In that brief exchange, I glimpsed a fundamental difference in our viewpoints that I'm still trying to understand after nearly thirty years. Her question seemed to imply a few basic assumptions which she thought we shared: 1) If a human being is officiating at a worship service or a wedding, Jesus is using that person's voice to run things; i.e., to preach, pray, teach, or pronounce a couple man and wife 2) If no one person is officiating, Jesus will still use the voices of the people who speak to conduct the business for which the group is gathered 3) Since both types of groups are meeting with the honest intent of hearing God, and speaking for him, that hearing and speaking will come about. The form of worship or type of Christian group is secondary or perhaps irrelevant.
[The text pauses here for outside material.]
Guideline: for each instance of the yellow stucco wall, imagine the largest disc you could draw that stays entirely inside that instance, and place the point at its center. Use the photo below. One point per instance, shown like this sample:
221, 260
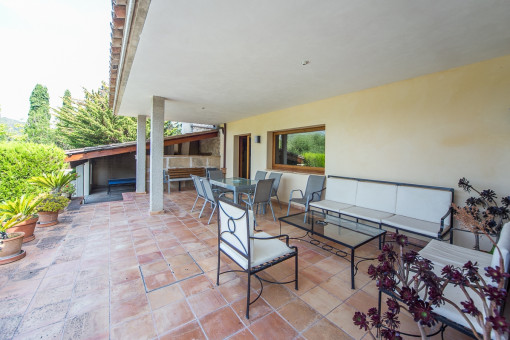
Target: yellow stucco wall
429, 130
However, I had rejected these assumptions several years previously, in favor of what I'd discovered about Quaker unprogrammed Meeting for Worship in the Name of Jesus. First, the silent waiting acted as a check on all our assumptions and our urges to speak. Second, there was a purpose in waiting and not rushing forward in pre-arranged worship activities: That purpose was to listen to God. Third, in waiting to hear his voice, we could most certainly NOT assume that every urge to speak was a prompting from God to rise and verbally address the meeting. Indeed, for all present, and especially for newcomers like me, the primary activity was to listen inwardly and pray for the discernment to know the difference between something we merely wanted to say and a true message that God had given any one of us to speak. Close attention and unimpeded listening were a must in this process—and when someone did speak in obedience to a true prompting, those words had the power to settle and deepen the meeting, blessing all present.

By contrast, "worship as usual," with its programmed agenda, human leaders, and prescribed teaching, often does not carry any particular power, and most of the time does not foster the practice of attentive waiting before you utter a word. So, although it appears that both types of groups share the idea that Jesus uses someone's voice to minister to his flock, they have little or no common ground.

In Meeting for Worship in the Name of Jesus, we know he will teach us directly, therefore we have hopes and expectations, rather than assumptions. Either one or more people will speak—inspired and commanded by God—or possibly nobody will speak, leaving him free to deal with each of us individually. He teaches us how to pray, and we have to wait for that wisdom and discernment also. He will lead us, so no human leader will ever be able to exert authority over us, because he is the authority. He will gather us together, not by rules nor by any creed or doctrine; thus, our unity comes not from a church hierarchy but from a shared experience of listening to one teacher.

Therefore, everything in Meeting for Worship in the Name of Jesus points away from the assumption that all the words spoken and acts performed in a typical church service come from God. Programmed worship leaves neither time nor attention for the long, deep waiting that must so often precede really hearing from Jesus Christ.

Views: 132

Comment by Rhonda Fuller on 4thMo. 29, 2016 at 18:01

Well stated, Becky. 

Comment by Toni Figueira on 4thMo. 29, 2016 at 18:58

I like that.

Toni

Comment by Patricia Dallmann on 4thMo. 30, 2016 at 13:06

Confusing the human spirit with the Spirit of God is a typical error, corrected fully only through encountering Him. 

Comment by John Jeremiah Edminster on 4thMo. 30, 2016 at 20:25

It was a wintry First-Day morning in First Month when I was kept from giving a premeditated message by a slip on the ice that cost me a broken arm. The gist of the message was, "This hour, and this room, are reserved for God to speak, and those that God raises up to speak through. To speak our own thoughts in our own will suggests that God is unwelcome here, and we can't afford to drive God away by crowding God out." I was praying for discernment as I walked, because I *thought* I had a leading to say this, but I *knew* I had personal anger behind it. One of my first thoughts when I fell on my face and felt the pain of the fracture was, "Thank You, Lord, for making it clear to me that I'm not to give such a message today." But nine months later, by His grace, I did feel raised up to give such a message.